For many African Americans growing up in poverty and crime-ridden neighborhoods, with little opportunities to improve themselves, the NFL is a beacon of hope. Bryan Mealer of the New York Times traveled to northern Everglades in Florida where football is the only way out, like many other places in the United States:
In Muck City, the well-worn line that “football is like religion” doesn’t even begin to convey its importance. Football is salvation itself, a fleeting window of escape from a place where prison or early death are real and likely outcomes.
Say what you will about Jerry Jones flipping on players or Bob McNair saying something stupid, there were other owners who stood by their players and continue to stand by their players. Here is San Francisco co-owner Jed York on his players protesting:
Everybody understands that we're going to get baited, whether it's from the President or whether it's from other detractors. We need to be above petty attacks from anybody, because racial and socioeconomic inequality has existed in this country for too long. We need to get the focus on that, and we need to make sure that we make progress there.
NFL players get paid. Slaves didn't. Players aren't forced to do this job. Slaves were. Mac Engel of the Star-Telegram says we need to stop comparing the two:
There are slaves. There are employees. There is a difference...If the player wants to be done with his job, at any point, he is free to quit. He is free to leave to leave his team. He is free to leave the plantation...And there is no comparison to that atrocity, so please stop doing it.

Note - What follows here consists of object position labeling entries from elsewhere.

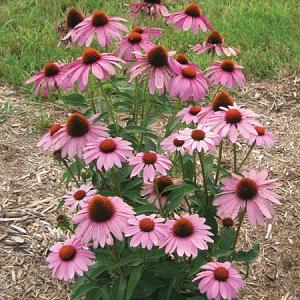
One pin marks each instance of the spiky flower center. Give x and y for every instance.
(183, 227)
(79, 195)
(74, 17)
(233, 116)
(149, 158)
(214, 38)
(67, 252)
(182, 59)
(158, 57)
(90, 56)
(222, 100)
(246, 189)
(51, 69)
(134, 37)
(221, 274)
(227, 65)
(100, 208)
(138, 30)
(153, 1)
(163, 182)
(198, 135)
(99, 18)
(146, 225)
(260, 130)
(178, 143)
(77, 125)
(227, 222)
(54, 128)
(108, 146)
(193, 10)
(189, 73)
(194, 110)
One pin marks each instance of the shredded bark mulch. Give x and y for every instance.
(30, 189)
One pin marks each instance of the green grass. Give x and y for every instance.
(266, 31)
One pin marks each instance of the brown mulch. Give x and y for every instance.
(30, 189)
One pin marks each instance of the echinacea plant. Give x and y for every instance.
(151, 211)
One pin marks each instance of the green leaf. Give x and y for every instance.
(81, 290)
(119, 288)
(74, 100)
(247, 256)
(133, 281)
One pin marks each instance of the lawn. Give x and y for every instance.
(266, 31)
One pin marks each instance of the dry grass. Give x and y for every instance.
(30, 189)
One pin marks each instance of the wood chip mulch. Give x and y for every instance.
(30, 189)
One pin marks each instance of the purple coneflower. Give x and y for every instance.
(149, 163)
(226, 73)
(252, 191)
(191, 17)
(69, 258)
(157, 64)
(107, 152)
(215, 43)
(105, 27)
(100, 64)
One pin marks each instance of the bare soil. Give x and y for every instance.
(30, 189)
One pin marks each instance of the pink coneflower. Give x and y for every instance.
(264, 138)
(148, 163)
(233, 120)
(153, 8)
(105, 27)
(189, 85)
(147, 231)
(101, 218)
(132, 44)
(191, 17)
(215, 43)
(222, 99)
(69, 258)
(148, 33)
(251, 191)
(48, 79)
(190, 114)
(182, 59)
(74, 17)
(46, 142)
(162, 182)
(186, 235)
(226, 73)
(219, 280)
(172, 144)
(76, 133)
(157, 65)
(100, 64)
(108, 152)
(200, 138)
(78, 195)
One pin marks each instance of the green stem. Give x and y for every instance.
(70, 171)
(234, 158)
(195, 170)
(185, 198)
(246, 156)
(239, 227)
(158, 198)
(92, 100)
(110, 107)
(143, 117)
(103, 178)
(115, 180)
(219, 162)
(201, 158)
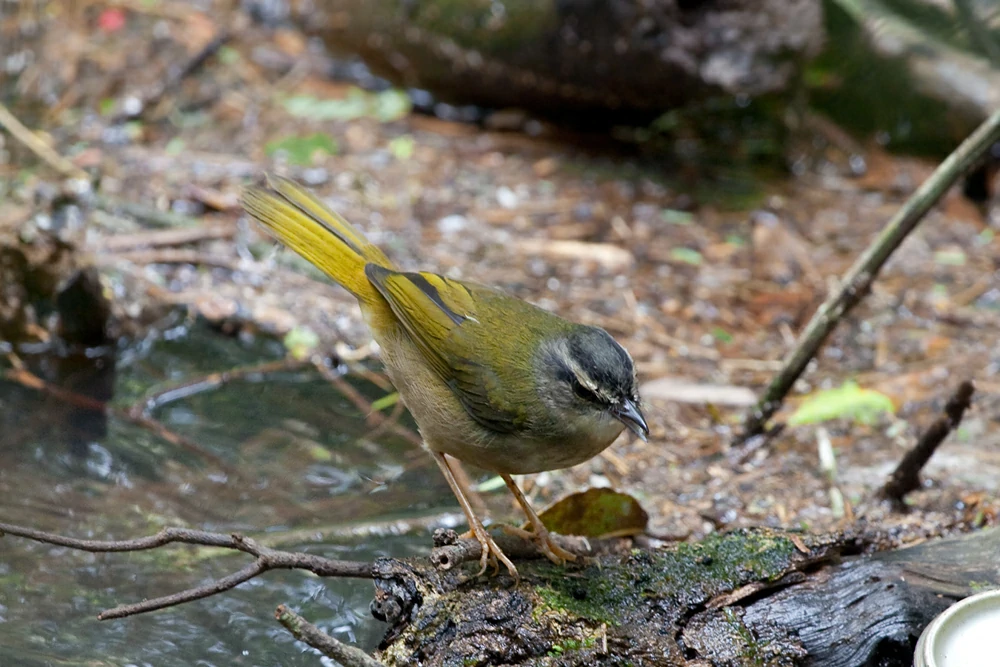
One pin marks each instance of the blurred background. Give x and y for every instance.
(690, 175)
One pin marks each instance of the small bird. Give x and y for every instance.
(489, 378)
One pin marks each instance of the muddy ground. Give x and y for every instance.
(704, 275)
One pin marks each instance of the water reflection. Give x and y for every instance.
(281, 453)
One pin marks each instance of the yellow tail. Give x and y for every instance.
(303, 223)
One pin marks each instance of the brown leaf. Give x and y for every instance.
(596, 513)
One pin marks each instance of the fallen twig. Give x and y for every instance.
(454, 551)
(32, 142)
(306, 632)
(151, 98)
(906, 477)
(858, 279)
(143, 213)
(165, 237)
(267, 559)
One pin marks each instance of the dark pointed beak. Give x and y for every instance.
(630, 415)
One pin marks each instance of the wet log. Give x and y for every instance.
(46, 282)
(575, 55)
(756, 597)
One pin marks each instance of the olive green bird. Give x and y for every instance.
(490, 379)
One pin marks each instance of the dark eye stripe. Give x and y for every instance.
(583, 391)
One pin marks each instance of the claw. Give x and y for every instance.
(491, 552)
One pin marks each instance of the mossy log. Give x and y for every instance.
(575, 55)
(751, 597)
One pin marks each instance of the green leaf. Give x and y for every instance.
(849, 401)
(686, 255)
(228, 55)
(386, 106)
(596, 513)
(300, 342)
(722, 335)
(302, 150)
(386, 401)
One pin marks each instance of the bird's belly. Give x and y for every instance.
(445, 426)
(518, 456)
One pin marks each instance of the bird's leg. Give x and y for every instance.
(540, 536)
(491, 552)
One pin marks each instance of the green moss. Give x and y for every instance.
(687, 574)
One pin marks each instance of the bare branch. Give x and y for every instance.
(452, 552)
(906, 477)
(267, 559)
(857, 281)
(306, 632)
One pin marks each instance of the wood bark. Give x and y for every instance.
(575, 55)
(752, 597)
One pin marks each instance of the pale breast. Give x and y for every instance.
(445, 426)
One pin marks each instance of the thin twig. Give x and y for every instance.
(448, 556)
(164, 237)
(37, 146)
(175, 76)
(306, 632)
(857, 281)
(906, 477)
(143, 213)
(267, 559)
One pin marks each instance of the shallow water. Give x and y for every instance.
(283, 456)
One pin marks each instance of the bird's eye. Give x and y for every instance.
(582, 391)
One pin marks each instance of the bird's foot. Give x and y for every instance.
(543, 539)
(492, 554)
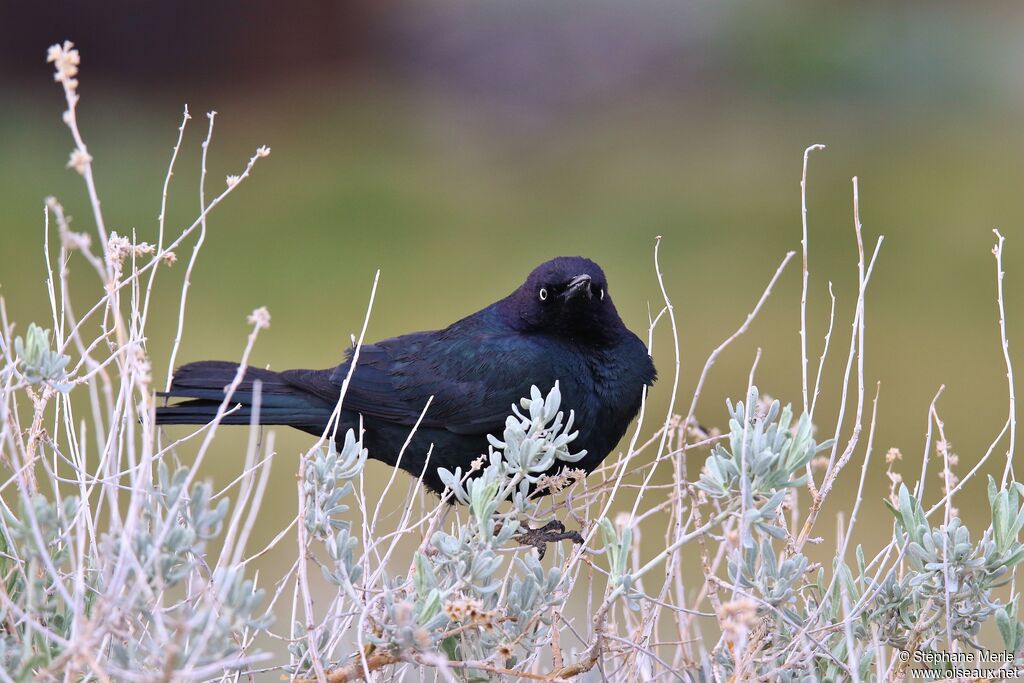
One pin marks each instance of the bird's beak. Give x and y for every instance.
(579, 286)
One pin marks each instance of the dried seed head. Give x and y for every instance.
(260, 317)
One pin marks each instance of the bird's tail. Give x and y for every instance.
(204, 384)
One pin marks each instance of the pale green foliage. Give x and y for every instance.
(38, 361)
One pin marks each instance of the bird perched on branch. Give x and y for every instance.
(559, 325)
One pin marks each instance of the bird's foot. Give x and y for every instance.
(550, 532)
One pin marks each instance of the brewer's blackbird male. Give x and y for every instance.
(559, 325)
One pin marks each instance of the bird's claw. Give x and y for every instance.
(550, 532)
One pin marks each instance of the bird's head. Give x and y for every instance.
(566, 296)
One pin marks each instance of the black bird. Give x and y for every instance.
(559, 325)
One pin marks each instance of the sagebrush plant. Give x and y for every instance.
(117, 563)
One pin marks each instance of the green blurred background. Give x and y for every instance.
(455, 146)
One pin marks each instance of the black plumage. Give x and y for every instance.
(559, 325)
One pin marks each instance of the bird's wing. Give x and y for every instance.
(474, 377)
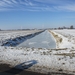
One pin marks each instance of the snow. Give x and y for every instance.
(43, 40)
(38, 59)
(68, 38)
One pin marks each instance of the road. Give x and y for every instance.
(42, 40)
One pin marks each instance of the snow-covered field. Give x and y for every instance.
(48, 61)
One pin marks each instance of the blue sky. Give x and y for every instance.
(16, 14)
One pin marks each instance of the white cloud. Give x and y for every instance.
(38, 5)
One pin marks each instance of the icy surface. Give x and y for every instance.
(43, 40)
(38, 59)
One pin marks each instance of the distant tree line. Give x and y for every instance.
(71, 27)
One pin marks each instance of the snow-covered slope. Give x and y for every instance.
(49, 61)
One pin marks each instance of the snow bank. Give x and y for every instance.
(39, 60)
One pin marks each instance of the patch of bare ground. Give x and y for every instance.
(71, 55)
(57, 38)
(5, 69)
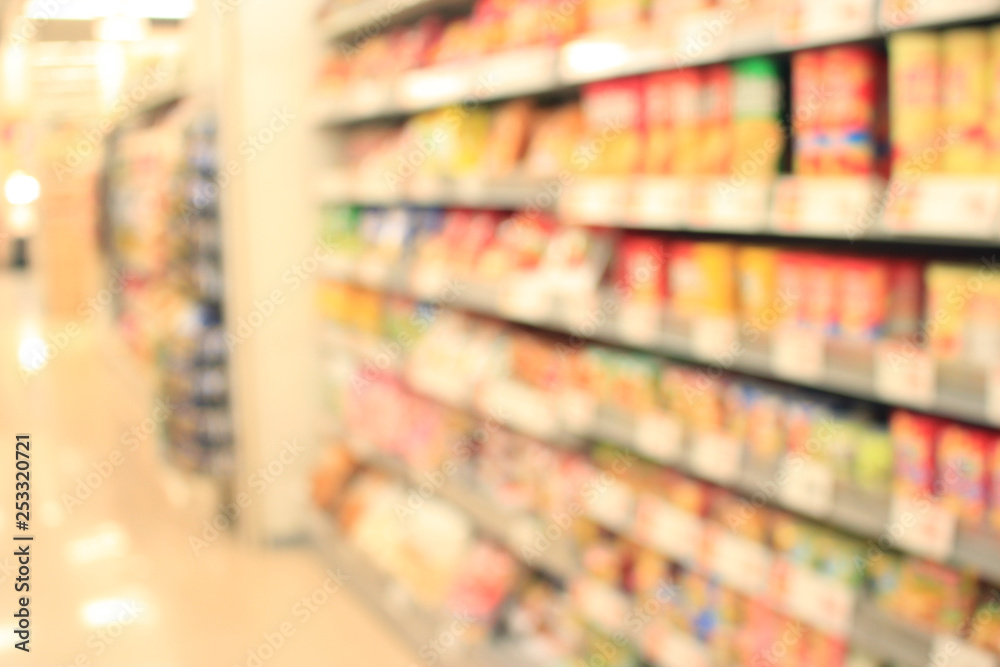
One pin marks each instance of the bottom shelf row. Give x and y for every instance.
(462, 594)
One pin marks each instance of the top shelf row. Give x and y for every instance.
(699, 38)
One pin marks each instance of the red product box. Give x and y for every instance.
(613, 111)
(716, 120)
(643, 269)
(913, 440)
(962, 466)
(819, 301)
(791, 281)
(862, 296)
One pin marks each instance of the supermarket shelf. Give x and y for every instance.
(839, 368)
(369, 17)
(513, 529)
(853, 510)
(416, 624)
(840, 209)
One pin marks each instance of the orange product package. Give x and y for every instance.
(808, 97)
(615, 137)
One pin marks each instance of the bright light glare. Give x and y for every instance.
(33, 353)
(589, 57)
(105, 612)
(95, 9)
(21, 189)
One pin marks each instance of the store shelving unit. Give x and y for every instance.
(784, 208)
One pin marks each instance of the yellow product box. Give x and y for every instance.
(965, 99)
(702, 279)
(915, 94)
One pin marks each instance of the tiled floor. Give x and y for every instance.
(113, 579)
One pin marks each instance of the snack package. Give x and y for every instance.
(933, 596)
(614, 118)
(913, 440)
(965, 99)
(915, 94)
(758, 137)
(962, 458)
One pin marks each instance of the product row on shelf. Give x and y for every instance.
(403, 70)
(829, 149)
(900, 331)
(635, 521)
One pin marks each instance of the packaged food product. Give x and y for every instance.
(915, 94)
(913, 439)
(702, 279)
(808, 96)
(716, 154)
(962, 460)
(965, 99)
(862, 297)
(642, 270)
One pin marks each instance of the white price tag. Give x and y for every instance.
(577, 410)
(923, 527)
(640, 324)
(713, 338)
(905, 374)
(663, 203)
(948, 206)
(820, 600)
(526, 407)
(659, 436)
(949, 651)
(669, 529)
(737, 206)
(525, 298)
(612, 504)
(798, 353)
(603, 201)
(742, 563)
(808, 486)
(717, 456)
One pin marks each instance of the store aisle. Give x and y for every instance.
(114, 580)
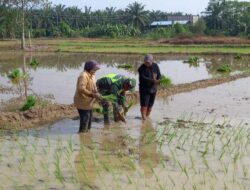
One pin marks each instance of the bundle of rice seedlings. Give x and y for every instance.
(125, 66)
(110, 98)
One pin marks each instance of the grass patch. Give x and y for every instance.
(128, 46)
(30, 102)
(165, 81)
(124, 66)
(34, 63)
(238, 57)
(15, 74)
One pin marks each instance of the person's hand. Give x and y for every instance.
(155, 81)
(125, 110)
(96, 95)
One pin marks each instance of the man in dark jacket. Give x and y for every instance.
(149, 78)
(116, 85)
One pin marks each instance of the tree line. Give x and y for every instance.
(39, 18)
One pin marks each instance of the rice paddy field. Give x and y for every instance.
(198, 139)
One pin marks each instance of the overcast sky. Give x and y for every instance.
(185, 6)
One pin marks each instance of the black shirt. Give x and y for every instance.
(146, 76)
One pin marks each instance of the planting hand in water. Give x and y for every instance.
(113, 89)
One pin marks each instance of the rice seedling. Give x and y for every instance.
(58, 172)
(15, 74)
(238, 57)
(124, 66)
(34, 63)
(224, 69)
(193, 61)
(165, 81)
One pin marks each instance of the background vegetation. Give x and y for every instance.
(38, 18)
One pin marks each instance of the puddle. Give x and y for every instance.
(136, 155)
(57, 73)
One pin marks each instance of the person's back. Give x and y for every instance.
(116, 85)
(110, 84)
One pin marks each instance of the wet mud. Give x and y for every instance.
(55, 112)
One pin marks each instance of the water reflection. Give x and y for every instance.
(148, 156)
(99, 159)
(57, 72)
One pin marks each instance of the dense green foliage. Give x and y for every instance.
(30, 102)
(231, 18)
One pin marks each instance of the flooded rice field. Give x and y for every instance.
(194, 140)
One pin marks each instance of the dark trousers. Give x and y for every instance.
(105, 106)
(85, 120)
(147, 99)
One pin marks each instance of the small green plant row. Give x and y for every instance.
(224, 68)
(238, 57)
(124, 66)
(34, 63)
(193, 59)
(15, 74)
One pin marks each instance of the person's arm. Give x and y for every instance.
(158, 72)
(82, 86)
(143, 76)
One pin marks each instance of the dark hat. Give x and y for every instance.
(91, 65)
(149, 58)
(131, 83)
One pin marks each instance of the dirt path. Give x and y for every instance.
(55, 112)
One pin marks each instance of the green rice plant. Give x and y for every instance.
(165, 81)
(58, 172)
(125, 66)
(224, 69)
(245, 170)
(193, 61)
(238, 57)
(30, 102)
(15, 74)
(172, 181)
(110, 98)
(34, 63)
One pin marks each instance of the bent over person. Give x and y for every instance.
(149, 78)
(116, 85)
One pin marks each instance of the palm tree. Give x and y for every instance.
(137, 16)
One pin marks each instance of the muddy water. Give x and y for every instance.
(136, 155)
(57, 73)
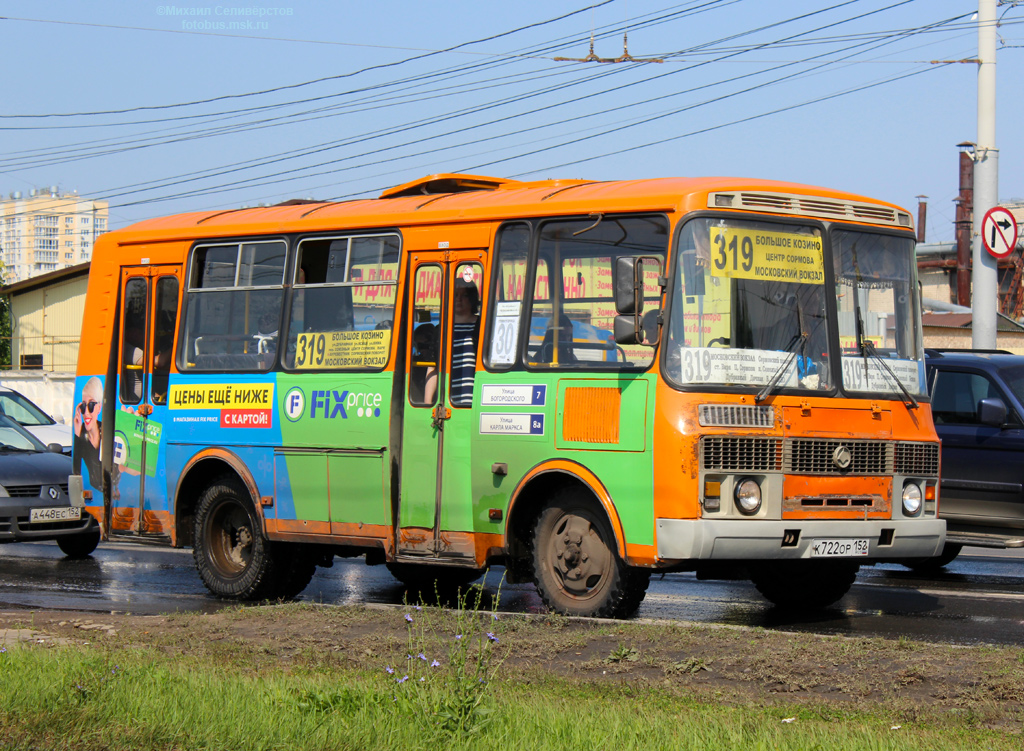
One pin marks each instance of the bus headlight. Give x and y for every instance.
(748, 494)
(911, 499)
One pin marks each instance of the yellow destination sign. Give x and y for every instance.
(342, 349)
(222, 397)
(742, 253)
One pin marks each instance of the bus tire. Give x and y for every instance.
(232, 557)
(576, 567)
(79, 546)
(804, 585)
(930, 566)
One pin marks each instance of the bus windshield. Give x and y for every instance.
(876, 289)
(749, 307)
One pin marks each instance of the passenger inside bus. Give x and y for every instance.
(465, 331)
(558, 339)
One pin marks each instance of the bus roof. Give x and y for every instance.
(459, 198)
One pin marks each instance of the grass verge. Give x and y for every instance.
(303, 677)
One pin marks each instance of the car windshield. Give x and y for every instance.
(20, 409)
(15, 437)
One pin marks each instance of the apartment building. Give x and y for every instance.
(47, 231)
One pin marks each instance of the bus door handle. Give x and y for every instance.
(439, 414)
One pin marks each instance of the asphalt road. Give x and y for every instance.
(978, 598)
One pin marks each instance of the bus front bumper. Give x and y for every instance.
(770, 540)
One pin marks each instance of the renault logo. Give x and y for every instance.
(842, 457)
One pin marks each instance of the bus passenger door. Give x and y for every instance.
(435, 501)
(148, 317)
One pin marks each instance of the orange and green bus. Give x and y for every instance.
(585, 382)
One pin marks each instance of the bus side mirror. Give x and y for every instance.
(629, 299)
(991, 411)
(629, 286)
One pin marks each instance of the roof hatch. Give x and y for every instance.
(441, 183)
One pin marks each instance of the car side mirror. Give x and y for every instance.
(992, 411)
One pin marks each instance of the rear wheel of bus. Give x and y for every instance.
(233, 558)
(576, 568)
(803, 584)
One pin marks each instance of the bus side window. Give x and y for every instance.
(133, 343)
(426, 336)
(344, 287)
(465, 331)
(233, 308)
(508, 280)
(163, 336)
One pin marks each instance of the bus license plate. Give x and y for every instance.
(839, 548)
(60, 513)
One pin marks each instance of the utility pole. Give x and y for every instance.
(986, 183)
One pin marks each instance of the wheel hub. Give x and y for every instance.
(581, 559)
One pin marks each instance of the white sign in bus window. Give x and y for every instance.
(505, 333)
(511, 424)
(866, 374)
(754, 367)
(513, 395)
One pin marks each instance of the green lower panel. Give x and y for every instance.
(356, 487)
(306, 474)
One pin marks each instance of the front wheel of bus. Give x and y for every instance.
(233, 558)
(804, 585)
(576, 568)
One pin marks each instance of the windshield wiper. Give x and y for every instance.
(8, 447)
(773, 381)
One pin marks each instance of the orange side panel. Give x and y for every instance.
(591, 415)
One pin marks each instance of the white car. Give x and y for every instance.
(20, 409)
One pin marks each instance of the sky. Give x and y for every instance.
(163, 108)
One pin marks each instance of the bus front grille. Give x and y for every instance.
(818, 456)
(920, 460)
(721, 453)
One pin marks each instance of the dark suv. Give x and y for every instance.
(978, 406)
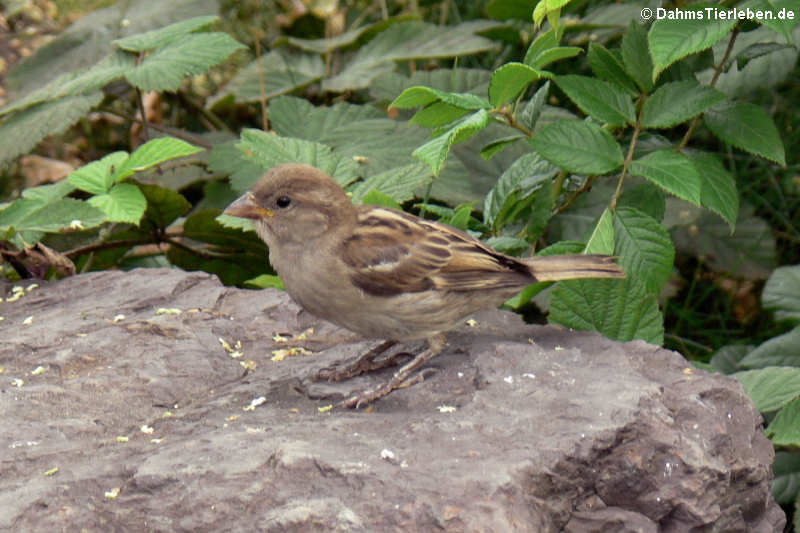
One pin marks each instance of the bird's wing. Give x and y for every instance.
(393, 252)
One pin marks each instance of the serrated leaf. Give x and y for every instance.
(609, 67)
(163, 36)
(644, 247)
(279, 72)
(164, 205)
(647, 198)
(49, 217)
(437, 114)
(398, 183)
(782, 293)
(97, 177)
(671, 171)
(409, 40)
(599, 99)
(509, 81)
(434, 152)
(578, 147)
(525, 175)
(421, 96)
(678, 101)
(777, 351)
(533, 109)
(636, 58)
(498, 145)
(552, 55)
(770, 388)
(601, 241)
(188, 55)
(748, 127)
(23, 130)
(718, 187)
(672, 40)
(622, 310)
(153, 153)
(124, 202)
(269, 150)
(784, 430)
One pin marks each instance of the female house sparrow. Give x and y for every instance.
(384, 273)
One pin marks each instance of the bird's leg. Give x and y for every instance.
(402, 378)
(365, 363)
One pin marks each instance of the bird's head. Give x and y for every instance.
(294, 203)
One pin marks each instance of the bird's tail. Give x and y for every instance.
(561, 267)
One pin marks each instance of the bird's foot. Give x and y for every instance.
(368, 396)
(365, 363)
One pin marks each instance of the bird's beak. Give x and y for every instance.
(246, 207)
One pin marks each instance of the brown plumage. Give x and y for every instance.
(384, 273)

Adrian Peterson called football "modern-day slavery." Deron Snyder from NPR was not pleased:
The average NFL fan can't identify too closely with NFL players — and certainly not NFL owners. But most fans know what it means to work and receive a paycheck, regardless of how little they get in comparison. That's what makes Adrian Peterson's comments so disturbing and disgusting, reinforcing the stereotypes of dumb jocks and pampered athletes.